Buddhist lineage and colonial diplomacy in the early modern Indian Ocean

My dissertation project, Monks, Ministers, and Virtuous Kings: Buddhist Lineage Transmission in Dutch Colonial Southern Asia, examines a mid–18th–century transmission of Buddhist ordination between Siam and the island of Laṅkā. The monks, religious texts, and sacred objects which crisscrossed the Bay of Bengal from 1740–1761 were carried by agents of the Dutch East India Company (VOC). I consider how this and similar moments of Buddhist lineage transmission became sources of religious and political power for each of these stakeholders and more.

The dissertation will show that both in its own time, as well as in the hands of late–19th and early 20th–century popular Buddhist historians, knowledge about these multilocal exchanges of Buddhist ordination and the politically expedient patronage of religious lineage participated/–s in ongoing negotiations about power, representation, and religious statecraft across Southern Asia.

Gender, Buddhism, and bhikkhunī ordination

My 2016 master’s thesis at the University of Colorado Boulder, Global Networks, Local Aspirations: Gender, Lineage, and Localization in Sri Lanka’s Bhikkhunī Ordination Dispute, examined contemporary mobilizations to revive the higher-ordination for women Buddhist monastics in Sri Lanka (“nuns” known as bhikkhunīs). The research uncovered some of the emerging, gendered contexts in which these high profile international and local debates about Buddhism and gendered piety become operable, even exploited and appropriated, for nationalist and xenophobic purposes. The thesis was adapted into my first peer–reviewed journal article, published in Buddhist Studies Review in 2019.

Other projects

I have secondary research interests in the Buddhist–inflected categorization of knowledge and practice surrounding (1) what constitutes suitability for monastic ordination, and (2) various kinds of participation in moral life.

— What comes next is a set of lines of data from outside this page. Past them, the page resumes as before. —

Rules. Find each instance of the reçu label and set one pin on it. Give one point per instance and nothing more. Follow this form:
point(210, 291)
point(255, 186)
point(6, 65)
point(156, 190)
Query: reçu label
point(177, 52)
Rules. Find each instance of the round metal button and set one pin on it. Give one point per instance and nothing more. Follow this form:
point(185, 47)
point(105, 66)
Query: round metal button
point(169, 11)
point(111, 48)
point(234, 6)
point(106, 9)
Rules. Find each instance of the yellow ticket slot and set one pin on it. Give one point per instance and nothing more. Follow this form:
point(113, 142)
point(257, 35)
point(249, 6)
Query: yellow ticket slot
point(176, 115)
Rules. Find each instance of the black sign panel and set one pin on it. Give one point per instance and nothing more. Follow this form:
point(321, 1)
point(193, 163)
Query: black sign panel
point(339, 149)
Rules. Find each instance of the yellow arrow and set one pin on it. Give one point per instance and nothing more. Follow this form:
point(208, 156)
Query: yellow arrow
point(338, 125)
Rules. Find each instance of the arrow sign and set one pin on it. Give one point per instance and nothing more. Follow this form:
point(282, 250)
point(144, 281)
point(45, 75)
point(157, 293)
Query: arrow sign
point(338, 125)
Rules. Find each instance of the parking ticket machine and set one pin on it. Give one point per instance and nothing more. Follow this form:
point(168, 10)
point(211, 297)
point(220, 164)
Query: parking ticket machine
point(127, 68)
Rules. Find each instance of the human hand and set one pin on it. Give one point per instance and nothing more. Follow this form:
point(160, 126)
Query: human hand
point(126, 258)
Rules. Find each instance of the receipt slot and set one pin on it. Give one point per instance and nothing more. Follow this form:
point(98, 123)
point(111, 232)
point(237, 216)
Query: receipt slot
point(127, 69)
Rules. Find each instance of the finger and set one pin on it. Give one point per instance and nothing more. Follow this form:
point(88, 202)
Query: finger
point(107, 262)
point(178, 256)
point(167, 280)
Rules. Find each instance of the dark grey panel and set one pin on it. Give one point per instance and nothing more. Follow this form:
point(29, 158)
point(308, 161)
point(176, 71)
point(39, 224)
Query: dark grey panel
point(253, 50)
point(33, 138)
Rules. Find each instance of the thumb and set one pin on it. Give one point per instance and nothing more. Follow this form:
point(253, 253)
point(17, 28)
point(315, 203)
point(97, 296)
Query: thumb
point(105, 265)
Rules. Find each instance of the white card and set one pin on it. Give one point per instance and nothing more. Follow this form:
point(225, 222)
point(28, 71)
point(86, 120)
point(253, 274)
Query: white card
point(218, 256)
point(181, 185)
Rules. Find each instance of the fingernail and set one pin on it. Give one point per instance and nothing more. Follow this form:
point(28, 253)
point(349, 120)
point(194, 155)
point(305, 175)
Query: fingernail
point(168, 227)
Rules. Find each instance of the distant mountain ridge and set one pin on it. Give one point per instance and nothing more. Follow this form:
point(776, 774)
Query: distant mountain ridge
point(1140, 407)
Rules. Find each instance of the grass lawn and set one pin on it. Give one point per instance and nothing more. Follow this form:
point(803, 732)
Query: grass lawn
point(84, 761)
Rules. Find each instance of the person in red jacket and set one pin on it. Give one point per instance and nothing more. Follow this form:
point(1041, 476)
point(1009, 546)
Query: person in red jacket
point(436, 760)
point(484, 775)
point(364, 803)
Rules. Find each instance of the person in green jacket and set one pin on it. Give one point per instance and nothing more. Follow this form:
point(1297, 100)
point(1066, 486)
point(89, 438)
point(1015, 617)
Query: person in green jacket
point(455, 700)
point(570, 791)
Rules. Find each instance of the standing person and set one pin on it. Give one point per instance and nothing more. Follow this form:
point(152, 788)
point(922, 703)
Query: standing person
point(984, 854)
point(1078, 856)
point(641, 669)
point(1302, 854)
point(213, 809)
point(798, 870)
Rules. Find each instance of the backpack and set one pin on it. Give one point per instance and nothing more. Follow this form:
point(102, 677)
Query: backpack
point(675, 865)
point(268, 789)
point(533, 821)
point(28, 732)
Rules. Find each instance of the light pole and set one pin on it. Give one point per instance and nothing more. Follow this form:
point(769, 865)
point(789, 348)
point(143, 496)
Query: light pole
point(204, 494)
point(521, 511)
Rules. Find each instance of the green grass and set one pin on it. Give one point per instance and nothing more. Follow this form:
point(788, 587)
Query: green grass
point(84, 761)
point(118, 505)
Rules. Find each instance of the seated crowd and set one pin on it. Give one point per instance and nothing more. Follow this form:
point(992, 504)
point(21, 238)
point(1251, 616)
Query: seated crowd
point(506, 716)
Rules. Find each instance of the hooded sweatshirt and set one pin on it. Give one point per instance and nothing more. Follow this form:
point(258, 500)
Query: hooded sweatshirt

I am especially fascinated by how these contexts intersect with what we might now refer to categories of gender, (dis)ability, (in)humanity, physical sex characteristics, and sexual desire where they feature in Buddhist texts and social institutions.

Additional future research ambitions might consider women’s patronage of monastic and educational institutions in early modern Laṅkā, as well as the formation and maintenance of South and Southeast Asian religious archives.